Ook wordt de rechtbank gevolgd in haar oordeel dat het Uwv voldoende heeft gemotiveerd dat de aan de berekening van het arbeidsongeschiktheidspercentage ten grondslag gelegde voorbeeldfuncties in medisch opzicht geschikt zijn voor appellant. In het rapport van 24 februari 2021 is gemotiveerd uiteengezet dat appellant in staat wordt geacht om zijn hoofd 45 graden te draaien. Van een overschrijding van de belastbaarheid in de functies van monteur printplaten en apotheekmedewerker is op dit punt daarom geen sprake.
Uit de rapporten van 11 april 2018 en 29 augustus 2019 van de arbeidsdeskundige volgt dat appellant na het VMBO in 2011-2012 de opleiding MBO niveau 1 detailhandel met een diploma heeft afgerond en dat hij opleidingsniveau 3 heeft. Voor de voorbeeldfunctie apotheekmedewerker is geen opleiding vereist en vindt training "on the job" plaats en voor de voorbeeldfunctie hulpkracht apotheek is niveau VMBO vereist. Voor beide functies geldt het opleidingsniveau: “Getuigschrift BO en eventueel meerdere jaren vervolgonderwijs zonder diploma of andere opleidingen op dit niveau”. Appellant wordt dan ook niet gevolgd in zijn beroepsgrond dat hij niet in staat is om deze functies te verrichten gelet op zijn opleidingsniveau.

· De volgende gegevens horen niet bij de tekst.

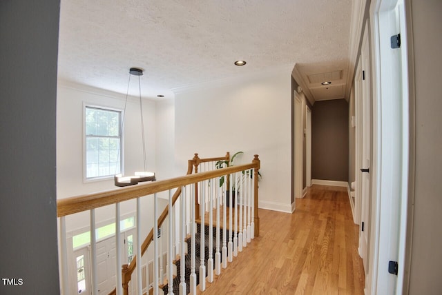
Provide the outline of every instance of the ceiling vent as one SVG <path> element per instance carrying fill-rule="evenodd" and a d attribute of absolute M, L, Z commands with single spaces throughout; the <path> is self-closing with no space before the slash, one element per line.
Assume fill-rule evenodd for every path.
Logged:
<path fill-rule="evenodd" d="M 327 72 L 325 73 L 313 74 L 308 75 L 309 81 L 311 84 L 322 83 L 325 81 L 338 81 L 343 79 L 343 70 Z"/>

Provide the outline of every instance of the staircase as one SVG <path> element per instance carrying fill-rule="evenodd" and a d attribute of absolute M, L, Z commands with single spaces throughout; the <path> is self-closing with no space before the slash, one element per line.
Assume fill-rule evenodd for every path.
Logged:
<path fill-rule="evenodd" d="M 200 265 L 201 263 L 201 224 L 196 224 L 196 234 L 195 236 L 195 272 L 196 274 L 196 284 L 197 285 L 200 283 Z M 208 265 L 207 265 L 207 257 L 209 257 L 209 227 L 208 226 L 204 226 L 204 265 L 206 266 L 206 275 L 207 276 L 208 273 Z M 215 234 L 216 228 L 213 228 L 213 245 L 212 253 L 213 256 L 215 256 L 215 253 L 216 252 L 216 234 Z M 222 234 L 223 231 L 220 230 L 220 249 L 222 245 Z M 186 261 L 186 274 L 184 276 L 184 279 L 186 282 L 186 294 L 190 293 L 190 283 L 189 283 L 189 276 L 191 273 L 191 238 L 188 238 L 186 240 L 186 243 L 187 243 L 187 254 L 185 256 Z M 176 265 L 177 269 L 177 275 L 173 278 L 173 294 L 180 294 L 180 283 L 181 280 L 181 260 L 177 260 L 174 264 Z M 167 283 L 166 283 L 164 285 L 161 286 L 163 292 L 165 294 L 169 292 L 169 286 Z"/>
<path fill-rule="evenodd" d="M 219 161 L 229 161 L 229 153 L 225 156 L 216 158 L 200 159 L 198 154 L 195 154 L 193 159 L 189 160 L 188 171 L 186 175 L 176 177 L 171 179 L 158 181 L 146 184 L 139 184 L 136 185 L 118 188 L 117 190 L 110 190 L 108 191 L 97 192 L 94 194 L 88 194 L 86 195 L 76 196 L 70 198 L 66 198 L 57 200 L 57 216 L 59 218 L 60 223 L 60 279 L 62 283 L 61 289 L 62 294 L 71 294 L 70 292 L 70 285 L 73 285 L 70 282 L 72 279 L 70 276 L 68 271 L 68 250 L 71 245 L 67 243 L 66 232 L 66 217 L 72 214 L 80 212 L 88 212 L 90 215 L 90 253 L 89 255 L 90 271 L 89 276 L 91 294 L 98 294 L 98 271 L 96 262 L 97 249 L 96 249 L 96 236 L 95 236 L 95 209 L 108 205 L 115 206 L 115 224 L 119 225 L 121 218 L 119 205 L 122 202 L 126 202 L 129 200 L 137 201 L 136 208 L 134 208 L 137 214 L 135 227 L 140 229 L 141 225 L 141 216 L 145 214 L 143 212 L 143 206 L 141 206 L 141 200 L 148 199 L 148 201 L 153 203 L 153 214 L 150 212 L 144 216 L 151 218 L 153 227 L 147 234 L 144 241 L 142 238 L 137 239 L 137 242 L 133 245 L 134 252 L 135 255 L 133 256 L 133 259 L 130 264 L 124 264 L 122 267 L 121 264 L 121 256 L 117 254 L 115 257 L 116 265 L 115 272 L 121 273 L 121 276 L 115 276 L 115 286 L 117 287 L 110 292 L 112 294 L 129 294 L 129 284 L 131 287 L 137 289 L 137 294 L 142 294 L 146 292 L 149 288 L 149 285 L 153 284 L 153 288 L 148 289 L 148 293 L 153 292 L 154 294 L 158 294 L 160 289 L 162 289 L 164 294 L 169 293 L 169 285 L 162 285 L 160 276 L 159 275 L 159 263 L 157 262 L 160 253 L 158 236 L 156 234 L 157 230 L 163 225 L 164 221 L 168 220 L 168 233 L 169 234 L 167 238 L 167 252 L 171 254 L 168 258 L 169 265 L 175 264 L 176 271 L 173 272 L 173 267 L 168 267 L 167 276 L 171 278 L 171 289 L 173 289 L 173 293 L 180 294 L 180 285 L 182 283 L 182 289 L 184 289 L 184 283 L 186 283 L 186 290 L 189 294 L 192 289 L 195 291 L 195 286 L 200 285 L 200 289 L 204 291 L 205 289 L 205 281 L 212 281 L 213 274 L 220 274 L 222 269 L 227 267 L 227 261 L 231 261 L 236 256 L 238 251 L 242 251 L 243 245 L 251 242 L 251 238 L 253 236 L 259 236 L 259 216 L 258 214 L 258 181 L 260 169 L 260 160 L 258 155 L 255 155 L 251 163 L 244 165 L 238 165 L 227 167 L 217 167 L 216 163 Z M 220 179 L 227 179 L 225 182 L 220 182 Z M 210 185 L 210 184 L 220 183 L 218 185 Z M 229 185 L 227 183 L 230 183 Z M 231 202 L 229 207 L 227 207 L 227 201 L 224 193 L 229 192 L 233 192 L 233 183 L 235 183 L 236 187 L 240 187 L 242 199 L 241 202 Z M 162 212 L 161 208 L 157 207 L 158 200 L 160 199 L 158 194 L 169 193 L 169 204 L 164 208 Z M 223 200 L 224 198 L 224 200 Z M 211 203 L 213 202 L 213 203 Z M 139 205 L 140 204 L 140 205 Z M 204 205 L 206 204 L 206 205 Z M 213 208 L 216 211 L 216 216 L 213 214 L 208 218 L 205 218 L 205 214 L 200 216 L 200 212 L 207 212 L 204 209 Z M 176 210 L 175 210 L 176 209 Z M 221 211 L 222 215 L 220 214 Z M 177 214 L 179 212 L 180 214 Z M 190 212 L 191 213 L 188 213 Z M 229 213 L 227 213 L 229 212 Z M 170 213 L 170 214 L 169 214 Z M 213 213 L 210 211 L 209 214 Z M 195 216 L 196 215 L 196 216 Z M 201 228 L 198 221 L 201 218 L 201 221 L 204 223 L 205 221 L 209 221 L 212 217 L 216 217 L 217 222 L 213 219 L 210 223 L 205 223 L 204 233 L 203 236 L 204 241 L 201 239 Z M 229 219 L 227 219 L 229 217 Z M 175 219 L 176 218 L 176 219 Z M 173 221 L 171 222 L 172 220 Z M 176 221 L 176 222 L 175 222 Z M 186 229 L 187 225 L 195 224 L 194 230 L 191 232 L 191 235 L 194 235 L 194 238 L 191 239 L 189 238 L 189 232 Z M 217 229 L 211 229 L 210 226 L 215 227 L 215 224 L 219 225 Z M 227 228 L 232 230 L 233 229 L 238 234 L 238 237 L 225 236 L 226 241 L 223 242 L 223 234 L 224 235 L 229 234 L 223 233 L 221 230 L 221 226 L 224 230 Z M 123 247 L 118 227 L 115 230 L 115 252 L 117 254 L 122 253 Z M 220 229 L 220 236 L 217 236 L 216 232 Z M 210 243 L 213 245 L 213 249 L 209 249 L 209 231 L 213 230 L 213 240 L 210 241 Z M 180 234 L 174 234 L 173 233 L 180 233 Z M 154 234 L 155 233 L 155 234 Z M 216 252 L 217 241 L 218 241 L 218 252 Z M 242 241 L 242 243 L 240 241 Z M 237 241 L 240 243 L 237 243 Z M 185 245 L 187 244 L 187 253 L 184 257 L 184 276 L 181 277 L 181 261 L 177 260 L 175 262 L 169 261 L 170 257 L 174 255 L 175 251 L 173 247 L 175 245 Z M 195 243 L 195 248 L 192 247 L 192 243 Z M 204 257 L 203 259 L 205 265 L 205 272 L 209 278 L 204 278 L 204 281 L 200 282 L 203 278 L 200 277 L 200 268 L 201 263 L 200 250 L 201 243 L 204 243 Z M 150 267 L 142 268 L 141 258 L 144 254 L 149 246 L 151 249 L 153 248 L 153 258 L 146 258 L 148 261 L 152 259 L 153 270 Z M 182 246 L 181 246 L 182 247 Z M 194 250 L 195 265 L 194 269 L 191 265 L 191 253 Z M 184 249 L 181 248 L 180 252 L 186 252 Z M 211 258 L 209 258 L 209 254 L 212 253 Z M 222 262 L 221 262 L 222 259 Z M 212 267 L 216 270 L 209 269 L 208 267 Z M 120 268 L 121 267 L 121 268 Z M 202 267 L 204 269 L 204 267 Z M 144 270 L 143 270 L 144 269 Z M 147 269 L 147 270 L 146 270 Z M 144 272 L 142 273 L 142 272 Z M 147 279 L 140 279 L 137 281 L 137 285 L 131 281 L 133 274 L 136 275 L 137 278 L 149 278 L 153 283 L 148 283 Z M 176 276 L 173 277 L 173 274 Z M 77 276 L 74 276 L 77 278 Z M 75 279 L 75 278 L 74 278 Z M 161 289 L 160 289 L 161 288 Z M 184 289 L 182 290 L 184 291 Z M 184 292 L 182 293 L 184 293 Z"/>

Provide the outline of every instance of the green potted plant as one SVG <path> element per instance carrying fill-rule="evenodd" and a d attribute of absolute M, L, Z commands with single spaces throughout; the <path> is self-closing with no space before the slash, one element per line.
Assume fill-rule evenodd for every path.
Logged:
<path fill-rule="evenodd" d="M 244 152 L 236 152 L 231 158 L 229 160 L 224 160 L 224 161 L 218 161 L 215 163 L 215 167 L 216 167 L 216 169 L 221 169 L 221 168 L 224 168 L 227 167 L 231 167 L 233 165 L 233 160 L 235 159 L 235 158 L 239 155 L 239 154 L 244 154 Z M 258 177 L 260 177 L 261 174 L 260 173 L 259 173 L 258 172 Z M 249 173 L 249 172 L 245 172 L 245 171 L 242 171 L 242 174 L 241 175 L 240 177 L 238 178 L 236 180 L 236 183 L 232 183 L 232 194 L 233 194 L 233 197 L 232 197 L 232 205 L 235 206 L 235 199 L 236 199 L 236 196 L 238 196 L 238 188 L 239 188 L 240 185 L 241 185 L 241 183 L 244 181 L 245 177 L 247 175 L 250 175 L 250 177 L 252 176 L 252 175 L 251 174 Z M 224 176 L 221 176 L 220 178 L 220 187 L 222 187 L 222 185 L 224 185 L 224 183 L 225 181 L 224 179 Z M 229 184 L 229 183 L 227 182 L 227 184 Z M 226 205 L 229 207 L 230 205 L 230 187 L 227 187 L 226 190 Z"/>

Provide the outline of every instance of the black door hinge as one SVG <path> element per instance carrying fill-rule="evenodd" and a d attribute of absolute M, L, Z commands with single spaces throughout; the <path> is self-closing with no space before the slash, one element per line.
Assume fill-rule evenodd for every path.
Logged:
<path fill-rule="evenodd" d="M 401 47 L 401 34 L 392 36 L 390 41 L 392 48 L 399 48 Z"/>
<path fill-rule="evenodd" d="M 392 274 L 398 275 L 398 262 L 397 261 L 389 261 L 388 262 L 388 272 Z"/>

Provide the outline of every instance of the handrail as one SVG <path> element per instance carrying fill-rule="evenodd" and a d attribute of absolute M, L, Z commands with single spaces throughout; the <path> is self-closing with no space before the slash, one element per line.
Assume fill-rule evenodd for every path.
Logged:
<path fill-rule="evenodd" d="M 256 159 L 258 158 L 258 155 L 255 155 L 255 156 Z M 122 189 L 62 199 L 57 201 L 57 214 L 58 217 L 66 216 L 74 213 L 116 204 L 117 203 L 132 200 L 140 196 L 178 188 L 196 182 L 253 168 L 259 169 L 259 163 L 252 163 L 251 164 L 231 166 L 206 172 L 189 174 L 164 181 L 141 184 L 133 187 L 126 187 Z"/>

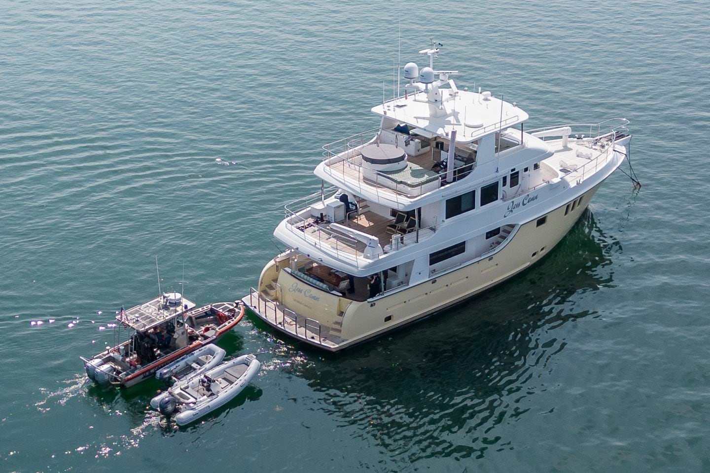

Conclusies inzake 20/147 en 21/2609
6. Uit 4.3.1 tot en met 4.6 volgt dat aangevallen uitspraak 1 zal worden vernietigd, het beroep tegen bestreden besluit 1 gegrond zal worden verklaard, dat bestreden besluit 1 zal worden vernietigd, maar dat de rechtsgevolgen van dat besluit in stand kunnen blijven. Uit 5.1 tot en met 5.4 volgt dat het hoger beroep tegen aangevallen uitspraak 2 niet slaagt en dat deze uitspraak zal worden bevestigd.
7. Aanleiding bestaat om het Uwv te veroordelen in de proceskosten van appellant in zaak 20/147 WIA. Deze kosten worden begroot op € 1.082,- in bezwaar (1 punt voor het bezwaarschrift en 1 punt voor de hoorzitting, met een waarde per punt van € 541,-), € 1.518,- in beroep (1 punt voor het beroepschrift en 1 punt voor de zitting, met een waarde per punt van € 759,-) en € 1.897,50 in hoger beroep (1 punt voor het hogerberoepschrift, 0,5 punt voor een nadere reactie en 1 punt voor de zitting met een waarde per punt van € 759,-), in totaal € 4.497,50.
BESLISSING
De Centrale Raad van Beroep
- vernietigt de aangevallen uitspraak van 3 december 2019;
- verklaart het beroep tegen het besluit van 1 februari 2019 gegrond en vernietigt dat besluit;
- bepaalt dat de rechtsgevolgen van het besluit van 1 februari 2019 in stand blijven;
- bevestigt de aangevallen uitspraak van 9 juni 2021;
- veroordeelt het Uwv in de proceskosten van appellant tot een bedrag van € 4.497,50;
- bepaalt dat het Uwv aan appellant het betaalde griffierecht van € 178,- vergoedt.
Deze uitspraak is gedaan door E. Dijt als voorzitter en M.E. Fortuin en C. Karman als leden, in tegenwoordigheid van C.G. van Straalen als griffier. De beslissing is uitgesproken in het openbaar op 4 mei 2022.